9. sPLA2-IIA in Neurodegenerative Diseases
9.1. Alzheimer’s Diseases
Despite extensive studies on sPLA2 in infectious and inflammatory diseases, relatively little is known about their role in neurodegenerative diseases. In an early study, autopsy samples from AD patients showed a 4-fold increase in levels of sPLA2-IIA mRNA in AD hippocampi as compared to non-demented elderly brains [93]. Double staining of brain sections also showed a high level of sPLA2-IIA-immunoreactivity in the glial fibrillary acidic protein (GFAP) astrocytes and in the Aβ-containing plaques. In this study, stimulation of cultured astrocytes with Aβ42 and IL-1β resulted in increase in sPLA2-IIA immunoactivity [93]. Furthermore, another study showed that sPLA2-IIA secreted from astrocytes could regulate APP processing in neuronal cells [94]. Taken together, these studies demonstrated a clear correlation between sPLA2-IIA in reactive astrocytes around the amyloid plagues in AD brain.
9.2. Cerebral Ischemia
The lack of sPLA2-IIA in many mouse strains has precluded studies to examine its role in cerebral ischemia using the murine model systems. However, in a study using a rat model in which cerebral ischemia was induced by occlusion of the middle cerebral artery (MCAO), measurement of sPLA2-IIA mRNA expression indicated a biphasic increase at 30 min and at 12 h to 14 days [95]. In situ hybridization of sPLA2-IIA mRNA in the brain sections showed an early-phase increase in the affected ischemic cortex and a later phase increase mainly in the penumbral area. Immunohistochemistry and confocal microscopy of the brain sections indicated sPLA2-IIA immunoreactivity associated mainly with reactive astrocytes [95]. Administration of a nanocrystal formulation of PX-18, a sPLA2 inhibitor, exerted neuroprotective effects in a cerebral ischemia/reperfusion model in gerbils [96].
9.3. Spinal Cord Injury
A study using a spinal cord injury (SCI) model indicated localization of sPLA2-IIA in oligodendrocytes but not in astrocytes or Schwann cells [97]. In this study, sPLA2-IIA was shown to play a role in mediating oligodendrocyte death after SCI. Quantitative reverse transcription polymerase chain reaction (RT-PCR) analysis indicated upregulation of sPLA2-IIA and IIE mRNA in the rat spinal cord as early as 4 h after injury. Interestingly, besides sPLA2-IIA and IIE, other sPLA2 isoforms such as sPLA2 1B, IIC, V, X and XII, were also present in the spinal cord [97].

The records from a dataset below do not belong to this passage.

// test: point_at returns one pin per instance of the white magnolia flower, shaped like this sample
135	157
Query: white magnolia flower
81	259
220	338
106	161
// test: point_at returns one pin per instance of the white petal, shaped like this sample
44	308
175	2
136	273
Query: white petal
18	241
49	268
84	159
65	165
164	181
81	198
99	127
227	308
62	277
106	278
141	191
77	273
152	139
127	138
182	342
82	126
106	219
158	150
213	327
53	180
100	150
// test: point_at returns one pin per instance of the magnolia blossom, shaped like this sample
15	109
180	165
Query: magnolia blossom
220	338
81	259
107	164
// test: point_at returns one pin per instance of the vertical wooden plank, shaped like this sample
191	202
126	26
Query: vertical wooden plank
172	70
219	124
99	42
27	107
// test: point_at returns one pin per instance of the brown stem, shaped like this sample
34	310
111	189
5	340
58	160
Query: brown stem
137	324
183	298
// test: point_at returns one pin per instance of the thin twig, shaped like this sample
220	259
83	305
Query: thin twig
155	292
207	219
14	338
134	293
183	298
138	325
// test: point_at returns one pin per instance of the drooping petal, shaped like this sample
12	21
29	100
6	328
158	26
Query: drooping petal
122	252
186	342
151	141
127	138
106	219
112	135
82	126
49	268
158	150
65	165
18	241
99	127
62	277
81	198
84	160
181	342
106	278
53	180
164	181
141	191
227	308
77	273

Recently, sPLA2 has been implicated in early spinal mechanisms of neuronal excitability and nociception. In a study with a rat nerve root compression model, administration of sPLA2 inhibitor ameliorated mechanical allodynia and attenuated the increase in inflammatory factors (IL-1β, TNFα and IL-1α) due to the injury [98]. These findings agree with the role of sPLA2 regulating neuronal excitability, possibly related to the glutamate signaling and inflammatory cascades. In addition, the increase in inflammatory responses, nerve root compression is also associated with neuropathic pain. Neurochemical and immunohistochemical study identified glial activation together with increases in PLA2 and 8-hydroxyguanosine (8-OHG), a marker of oxidative stress [99]. Treatment with meloxicam (a COX-2 inhibitor) not only reduced activation of astroglial cells, but also prevented neuropathic pain and the oxidative stress in the nerve compression model [99]. To further imply action of sPLA2, thioetheramide-phosphorylcholine, a sPLA2 inhibitor, was shown to attenuate mechanical allodynia and neuronal excitability in this spinal cord injury model [98]. Indeed, loading this sPLA2 inhibitor in phospholipid micelle form proved to be a promising therapeutic target for suppressing neuropathic pain [100].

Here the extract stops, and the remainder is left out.